Bez przesady, myślę, że z czytania fantastyki nie można wyrosnąć. Co najwyżej możesz dojść do wniosku, że ta książka jest nieco "zbyt głupiutka" dla Ciebie 😀
Uwielbiam tą serię, ale pierwszy tom jest absolutnie słaby, Clary jest irytująca w całej serii, więc to różnicy nie robi, jest ciut schematycznie, ale humoru serii odebrać nie można! Zachęcam cię do sięgnięcia po dalsze tomy, bo jest o wiele lepiej! Może lubię tę serię przez sentyment, ale u mnie ma zawsze miejsce na podium, jeśli chodzi o ulubione serie 🙂
http://k-a-k-blogrecenzencki.blogspot.com/
Pierwszy tom z pewnością nie zachęcił mnie do dalszej lektury, ale myślę, że dam szansę tej serii 😉
Polecam czytać dalsze tomy! Łzy, śmiech i wydarzenia zapierające dech gwarantowane! Tak czy siak, Clare odwaliła kawał dobrej roboty, tworząc serię Nocnych Łowcach. Polecam także Diabelskie Maszyny 😉
Pozdrawiam cieplutko ♥
http://sleepwithbook.blogspot.com/
Chyba będę musiała Wam zaufać, skoro wszyscy tak polecają tą serię 😉
Szczerze mówiąc, to czytałam w większości same pozytywne recenzje i chyba się skuszę mimo mankamentów.

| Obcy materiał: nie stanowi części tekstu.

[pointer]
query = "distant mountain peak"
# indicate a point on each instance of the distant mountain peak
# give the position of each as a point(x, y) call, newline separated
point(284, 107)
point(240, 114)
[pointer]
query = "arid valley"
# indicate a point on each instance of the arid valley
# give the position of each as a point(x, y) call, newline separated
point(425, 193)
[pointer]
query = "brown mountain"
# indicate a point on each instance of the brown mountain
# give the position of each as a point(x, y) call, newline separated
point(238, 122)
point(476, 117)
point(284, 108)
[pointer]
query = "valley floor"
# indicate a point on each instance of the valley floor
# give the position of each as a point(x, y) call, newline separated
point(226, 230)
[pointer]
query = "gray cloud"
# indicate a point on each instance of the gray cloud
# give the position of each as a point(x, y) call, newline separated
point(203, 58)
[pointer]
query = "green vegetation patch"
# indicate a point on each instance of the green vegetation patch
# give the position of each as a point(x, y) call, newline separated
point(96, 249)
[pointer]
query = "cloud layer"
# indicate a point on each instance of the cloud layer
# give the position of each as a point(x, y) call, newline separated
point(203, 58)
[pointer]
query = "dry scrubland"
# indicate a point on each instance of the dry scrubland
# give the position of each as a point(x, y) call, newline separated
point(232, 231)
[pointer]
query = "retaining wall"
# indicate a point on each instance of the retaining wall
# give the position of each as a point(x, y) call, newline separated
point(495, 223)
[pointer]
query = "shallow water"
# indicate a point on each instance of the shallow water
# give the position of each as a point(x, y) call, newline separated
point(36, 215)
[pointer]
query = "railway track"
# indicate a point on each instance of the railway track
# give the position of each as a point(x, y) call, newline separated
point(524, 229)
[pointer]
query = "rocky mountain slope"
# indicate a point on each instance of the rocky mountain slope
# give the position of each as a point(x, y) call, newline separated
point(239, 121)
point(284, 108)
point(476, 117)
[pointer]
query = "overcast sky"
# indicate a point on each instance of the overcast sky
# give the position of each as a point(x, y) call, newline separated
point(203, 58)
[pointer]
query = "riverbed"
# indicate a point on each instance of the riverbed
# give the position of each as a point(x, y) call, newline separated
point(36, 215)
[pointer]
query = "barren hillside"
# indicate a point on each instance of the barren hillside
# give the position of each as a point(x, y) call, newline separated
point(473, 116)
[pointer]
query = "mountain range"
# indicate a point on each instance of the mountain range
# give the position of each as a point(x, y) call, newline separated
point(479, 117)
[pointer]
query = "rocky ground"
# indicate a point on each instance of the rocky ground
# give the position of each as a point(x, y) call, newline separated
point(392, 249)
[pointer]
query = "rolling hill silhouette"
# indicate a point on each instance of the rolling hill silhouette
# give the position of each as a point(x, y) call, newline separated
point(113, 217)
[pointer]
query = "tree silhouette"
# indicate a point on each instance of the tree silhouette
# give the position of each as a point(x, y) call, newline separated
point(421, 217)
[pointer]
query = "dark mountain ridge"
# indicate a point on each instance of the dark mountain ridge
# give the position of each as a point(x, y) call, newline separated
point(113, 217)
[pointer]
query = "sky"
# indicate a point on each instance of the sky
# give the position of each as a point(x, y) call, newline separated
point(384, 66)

Pozdrawiam i zapraszam do siebie ;]
http://tylkomagiaslowa.blogspot.com/
W takim razie życzę tylko udanej lektury 😉
Czytałam ją już jakiś czas temu, ale i tak za późno. Gdybym sięgnęła po nią wcześniej, pewnie zasiliłabym grono jej wielbicieli, ale tak się nie stało. Sam świat jest dość ciekawy, ale główna para bohaterów już mniej, a ich problemy z czasem coraz bardziej mnie denerwowały. Jedynym powodem dla którego mogłabym przeczytać kolejną część był dla mnie Alec, ale to trochę mało, żeby dalej brnąć w tę serię. 😛
Póki co mam podobnie – główne postaci naprawdę mnie irytują, a przedstawiony świat wcale nie wydaje się ciekawy ani oryginalny. Mimo to, pewnie dam tej serii jeszcze jedną szansę, ale raczej już ostatnią 😉
Czytałam ją już rok temu i nadal tak samo nienawidzę tej serii :/ Jace irytujący, Alec też, o Clary nie wspominając! Ugh… Masakra jednym słowem :/ Pozdrawiam <3
http://k-a-k-blogrecenzencki.blogspot.com/
No cóż, każdy ma inny gust, szczególnie czytelniczy. Ja chyba dam jeszcze tej autorce jedną, jedyną szansę 😉
Przeczytaj do trzeciej części, bo jest świetna. Tomy 4-6 spokojnie sobie odpuść, ale koniecznie sięgnij po prequel – trylogię Diabelskie Maszyny.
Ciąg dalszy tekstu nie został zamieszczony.